Iniziamo parlando un po’ del tuo ultimo lavoro in studio, più precisamente il venticinquesimo: “The Night Siren”. Da cosa nasce la scelta del titolo?

Il significato del titolo risiede in un certo senso nel pericolo rappresentato da quest’era buia che il mondo sta attraversando in questo momento storico. L’album stesso è la dimostrazione che persone proveniente di luoghi completamente diversi del mondo possano lavorare insieme pacificamente: ci sono 20 musicisti provenienti da Paesi diversi, Israeliani e Palestinesi che suonano e cantano assieme. E’ stato un grande regalo per me la dimostrazione che si potesse fare qualcosa del genere, a differenza di quello che sostengono alcuni politici, che stanno portando il mondo verso un disastro chiamato nazionalismo e globalizzazione. Dovremmo sempre osservare quella che è la direzione migliore, e questo album lo è per me: è un luogo dove le persone lavorano insieme per costruire un messaggio di pace. Pensa ad esempio a “Behind the smoke”,  che apre l’album, ed è una canzone sui rifugiati.

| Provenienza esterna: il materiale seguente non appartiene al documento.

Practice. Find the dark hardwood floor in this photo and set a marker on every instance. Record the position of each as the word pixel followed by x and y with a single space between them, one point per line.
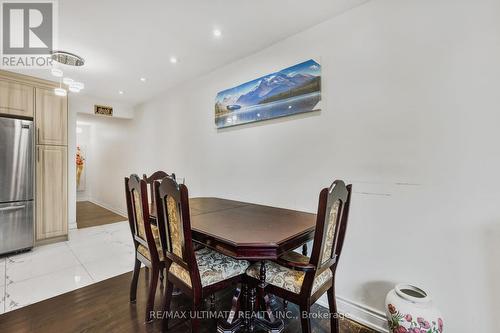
pixel 89 214
pixel 105 307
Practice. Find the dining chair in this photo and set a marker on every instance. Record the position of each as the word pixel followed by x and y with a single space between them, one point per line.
pixel 157 175
pixel 199 274
pixel 301 279
pixel 146 239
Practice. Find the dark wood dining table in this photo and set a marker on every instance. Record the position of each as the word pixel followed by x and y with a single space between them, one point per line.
pixel 253 232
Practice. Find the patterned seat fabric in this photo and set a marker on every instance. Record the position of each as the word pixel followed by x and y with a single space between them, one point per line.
pixel 213 267
pixel 286 278
pixel 145 251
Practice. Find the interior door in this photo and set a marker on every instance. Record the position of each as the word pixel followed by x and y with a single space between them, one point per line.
pixel 51 192
pixel 51 118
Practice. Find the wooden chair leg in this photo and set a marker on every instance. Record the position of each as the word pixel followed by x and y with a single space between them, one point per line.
pixel 334 321
pixel 195 321
pixel 166 305
pixel 304 320
pixel 155 270
pixel 135 278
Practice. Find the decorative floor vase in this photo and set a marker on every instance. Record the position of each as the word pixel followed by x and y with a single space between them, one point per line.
pixel 410 310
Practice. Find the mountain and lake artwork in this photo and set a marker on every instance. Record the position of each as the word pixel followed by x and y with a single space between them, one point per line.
pixel 293 90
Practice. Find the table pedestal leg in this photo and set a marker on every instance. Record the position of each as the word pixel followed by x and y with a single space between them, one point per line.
pixel 233 323
pixel 270 324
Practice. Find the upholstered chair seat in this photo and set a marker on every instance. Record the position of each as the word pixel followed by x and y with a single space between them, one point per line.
pixel 213 267
pixel 145 251
pixel 286 278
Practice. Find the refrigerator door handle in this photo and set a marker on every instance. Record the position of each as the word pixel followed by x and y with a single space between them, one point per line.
pixel 5 209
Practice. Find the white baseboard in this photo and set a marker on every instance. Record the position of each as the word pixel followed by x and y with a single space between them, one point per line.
pixel 113 209
pixel 360 313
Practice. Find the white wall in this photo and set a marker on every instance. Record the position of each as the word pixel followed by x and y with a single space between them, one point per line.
pixel 409 117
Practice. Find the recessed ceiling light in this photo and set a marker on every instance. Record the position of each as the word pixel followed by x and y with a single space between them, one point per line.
pixel 217 33
pixel 67 81
pixel 67 58
pixel 60 92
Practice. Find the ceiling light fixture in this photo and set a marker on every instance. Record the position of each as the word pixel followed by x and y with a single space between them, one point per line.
pixel 78 85
pixel 56 72
pixel 67 58
pixel 217 33
pixel 60 92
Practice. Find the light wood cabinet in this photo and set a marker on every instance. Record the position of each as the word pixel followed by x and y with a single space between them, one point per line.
pixel 51 118
pixel 51 191
pixel 27 96
pixel 16 99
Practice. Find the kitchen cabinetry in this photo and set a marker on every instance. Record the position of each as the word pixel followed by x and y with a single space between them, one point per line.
pixel 27 97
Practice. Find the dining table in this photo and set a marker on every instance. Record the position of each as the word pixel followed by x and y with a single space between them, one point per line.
pixel 253 232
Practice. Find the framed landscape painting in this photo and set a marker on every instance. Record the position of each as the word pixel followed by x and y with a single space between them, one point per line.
pixel 293 90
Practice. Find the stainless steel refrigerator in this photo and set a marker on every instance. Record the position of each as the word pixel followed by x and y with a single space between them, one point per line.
pixel 16 185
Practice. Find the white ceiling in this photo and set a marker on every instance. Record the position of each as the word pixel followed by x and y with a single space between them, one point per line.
pixel 123 41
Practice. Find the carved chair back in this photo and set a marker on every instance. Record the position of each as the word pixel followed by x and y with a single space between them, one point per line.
pixel 157 175
pixel 138 214
pixel 331 223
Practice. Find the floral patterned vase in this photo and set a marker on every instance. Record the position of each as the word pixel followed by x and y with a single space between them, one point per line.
pixel 410 310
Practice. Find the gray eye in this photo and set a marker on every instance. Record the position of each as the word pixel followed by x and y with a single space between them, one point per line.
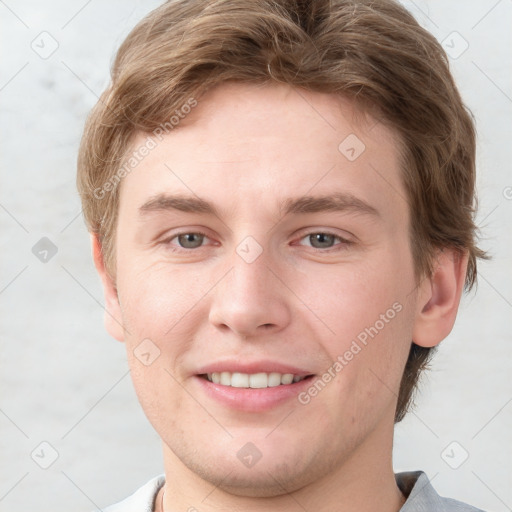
pixel 324 240
pixel 191 240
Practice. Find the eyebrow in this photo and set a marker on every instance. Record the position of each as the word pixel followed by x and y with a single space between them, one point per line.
pixel 336 202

In questo senso, visto che hai sempre viaggiato tanto e per realizzare questo album hai girato anche di più, la sirena può essere anche quella creatura che ti tiene lontano dalla tradizione musicale, un po’ come un moderno Ulisse?

Esatto, la sirena può avere due significati ed è interessante tu abbia menzionato questa idea di Ulisse, che viaggia molto per poi tornare sempre allo stesso posto, ovvero alla tradizione.

Mi risulta che sei molto legato a tua moglie Jo, che ha contribuito anche a questo album: ci racconti meglio di questo amore grazie alla musica e per la musica? 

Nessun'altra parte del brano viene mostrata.